Cinsel Pazar Değeri dediğimiz mefhum da işte bu Cinsel Pazar’da ne kadar değerli bir ham madde olduğunuzu gösterir. Cinsel Pazar’da kadınları ve erkekleri değerli kılan faktörler tamamen farklıdır.
Grafiğe baktığımızda kadın canlısının Cinsel Pazar’da 20’lerinin başlarında zirveye ulaştığını görüyoruz. Bunun sebebi kadınların 20’lerinin başlarında gerek fiziksel güzellik gerekse doğurganlık açısından kendi potansiyellerinin zirvelerinde olmalarıdır. 20’lerinin başında bir kadının çocuk doğurma aşamasında hayati risklerle karşılaşma ihtimali çok daha düşük olduğu gibi, aynı zamanda geçmiş ilişkilerle kafasının bulanmış olma ihtimali de bir o kadar düşüktür. Bu nedenle erkekler içgüdüsel olarak bu yaş aralığındaki kadınları daha çekici bulurlar. 20’lerinin başındaki bir kadının Cinsel Pazar Değeri yüksektir, 23’te zirveye ulaşır ve bundan sonra düşüş sürecine girer.
Bu konuyla ilgili yanlış anlaşılma, bu anlatılanlar “30 yaşındaki bir kadın 23 yaşındaki bir kadından daha güzel olamaz.” demek değildir.

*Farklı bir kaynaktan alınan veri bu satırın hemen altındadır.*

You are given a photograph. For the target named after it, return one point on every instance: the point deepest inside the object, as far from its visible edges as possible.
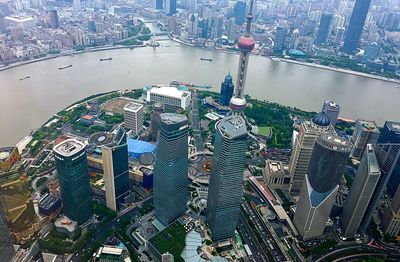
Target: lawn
(171, 239)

Güzellik Cinsel Pazar Değeri'ndeki tek parametre değil. Fakat bu, 20’lerinin başındaki bir kadının Cinsel Pazar'daki seçeneklerinin en yüksek potansiyeline ulaştığı anlamına gelir. Yani bu kişinin hayatı boyunca farklı yaş aralıklarındaki erkekler tarafından en çok istenileceği ve hipergamik dürtülerini en iyi şekilde optimize edebileceği yaş aralığı budur. Yani 23 yaşındaki bir kadının cinsel değeri tavan yapmış bir erkekle hipergamik stratejisini (Kısa vadeli alfa ve uzun vadeli beta stratejileri) gerçekleştirebilme ihtimali, 30’larındaki bir kadına kıyasla çok daha fazladır.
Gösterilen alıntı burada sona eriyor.